The man pulled a rolled parchment from his vest and unfurled it, clearing his throat before reading aloud.
“It is hereby proclaimed that Lord Julian Griffin is wanted by the Crown, Our Sovereign Lord, King Edward, under charges of aiding and abetting a traitor to the Crown, and conspiring to commit treason.”
“I beg your pardon?” Julian shouted.
The man turned to Sybilla, who was now holding Lucy close to her face, breathing in the simple scent of the child while her heart pounded in her chest.
“Lady Sybilla Foxe, upon grounds of treason, espionage, and insubordination to the Crown, you are both hereby placed under arrest. It is my duty to accompany you to the king for your immediate trial.” The man rolled up the parchment and looked at them both. “How do you answer?”
“How do I answer?” Julian demanded. “Fuck off, is how I answer! Erik, what is the meaning of this?”

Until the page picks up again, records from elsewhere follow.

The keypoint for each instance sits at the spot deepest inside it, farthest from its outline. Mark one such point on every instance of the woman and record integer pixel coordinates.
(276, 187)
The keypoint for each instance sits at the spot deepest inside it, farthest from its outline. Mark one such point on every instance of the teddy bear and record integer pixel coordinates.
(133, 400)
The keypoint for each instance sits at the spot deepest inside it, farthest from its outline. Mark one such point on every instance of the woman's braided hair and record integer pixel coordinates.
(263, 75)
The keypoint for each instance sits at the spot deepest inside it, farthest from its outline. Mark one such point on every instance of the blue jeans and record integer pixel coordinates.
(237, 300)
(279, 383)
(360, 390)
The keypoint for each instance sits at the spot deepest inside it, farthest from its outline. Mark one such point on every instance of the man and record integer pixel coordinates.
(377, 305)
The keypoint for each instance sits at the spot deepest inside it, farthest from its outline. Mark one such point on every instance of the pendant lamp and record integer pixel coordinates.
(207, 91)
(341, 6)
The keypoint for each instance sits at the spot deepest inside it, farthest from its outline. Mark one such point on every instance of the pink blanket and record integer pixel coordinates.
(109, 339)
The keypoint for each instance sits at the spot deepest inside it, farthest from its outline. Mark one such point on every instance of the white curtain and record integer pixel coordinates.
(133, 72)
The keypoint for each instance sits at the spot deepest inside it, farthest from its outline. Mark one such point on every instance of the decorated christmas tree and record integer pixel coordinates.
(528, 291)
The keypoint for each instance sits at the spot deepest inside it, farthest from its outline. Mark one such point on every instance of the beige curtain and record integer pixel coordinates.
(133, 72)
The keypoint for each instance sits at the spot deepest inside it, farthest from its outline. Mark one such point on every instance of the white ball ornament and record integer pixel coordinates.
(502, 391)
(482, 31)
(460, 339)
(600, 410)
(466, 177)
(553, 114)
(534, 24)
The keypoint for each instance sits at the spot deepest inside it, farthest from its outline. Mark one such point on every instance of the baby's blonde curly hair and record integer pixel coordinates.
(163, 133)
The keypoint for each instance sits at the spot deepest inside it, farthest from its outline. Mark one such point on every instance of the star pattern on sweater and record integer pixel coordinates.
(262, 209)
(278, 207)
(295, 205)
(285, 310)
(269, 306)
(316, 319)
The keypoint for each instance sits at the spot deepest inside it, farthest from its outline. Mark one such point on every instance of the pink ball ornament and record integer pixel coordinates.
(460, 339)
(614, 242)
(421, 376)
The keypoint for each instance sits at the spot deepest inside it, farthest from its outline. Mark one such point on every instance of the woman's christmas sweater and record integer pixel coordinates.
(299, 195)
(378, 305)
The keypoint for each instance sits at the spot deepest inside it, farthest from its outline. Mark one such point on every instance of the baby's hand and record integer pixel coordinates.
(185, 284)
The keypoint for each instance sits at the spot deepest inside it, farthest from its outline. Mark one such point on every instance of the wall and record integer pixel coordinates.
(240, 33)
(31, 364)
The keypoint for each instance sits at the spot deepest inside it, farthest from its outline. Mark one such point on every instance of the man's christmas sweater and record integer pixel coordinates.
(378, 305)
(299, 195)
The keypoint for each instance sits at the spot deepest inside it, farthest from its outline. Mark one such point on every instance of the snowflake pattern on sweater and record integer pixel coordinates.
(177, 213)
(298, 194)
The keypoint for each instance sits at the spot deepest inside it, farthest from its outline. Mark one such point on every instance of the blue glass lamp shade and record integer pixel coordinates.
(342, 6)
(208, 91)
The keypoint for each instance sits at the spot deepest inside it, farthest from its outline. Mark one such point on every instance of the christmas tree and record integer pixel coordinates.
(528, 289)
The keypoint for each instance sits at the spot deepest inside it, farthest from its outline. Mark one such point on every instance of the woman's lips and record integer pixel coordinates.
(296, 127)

“ ’Twas Murrin,” Erik answered stiffly, his eyes only flicking to Sybilla. “She was only pretending at being ill, Julian. She thought she was protecting you and Lucy. Perhaps she is.”
“Murrin?” Julian repeated incredulously, and then his brows lowered further as he caught Erik’s insinuation. “You don’t know anything about it, Erik.”
Then the nagging sensation that something was missing, which Sybilla had felt since last night in Julian’s bed, found its answer.
The miniature portrait of Amicia and Sybil de Lairne.
She’d had it in her hand the first night she’d come to Julian’s bed, but she’d never seen it again and thought she had simply misplaced it.
But the next day had been when Murrin came upon Sybilla and Julian and Lucy in the solar, when Julian had suggested marriage to her.
The solar with the door that had been open at the time.
Murrin had left Fallstowe that day.
“How do you answer, Lady Foxe?” the man demanded of her.
“I’ll answer you naught, you lowly hoof-scraping,” she said, pleased when the man’s frown turned threatening.
He began to reach for his side. “If you take one step toward me whilst I hold this child, I will cut you from your tiny little cock to your Adam’s apple, wherefore shortly thereafter you will have the unique experience of holding your own guts in your hands.
I will give my answer to Edward and to him alone.
If he wants me so badly, then he shall have me. ”
“You’d better watch your tongue, lady,” the man growled, although his face had paled.
“And you’d better watch your back,” she informed him coolly.
It must have been at that moment that the man felt the sword point between his shoulder blades, for his eyebrows rose and he held his hands out to his sides in a gesture of surrender. Erik stepped away, drawing his weapon.
Graves leaned to the side slightly so as to address Sybilla from around the king’s man. “Spot of trouble, Madam?”
“Unexpected guests, Graves,” Sybilla said, jostling Lucy, who had begun to cry.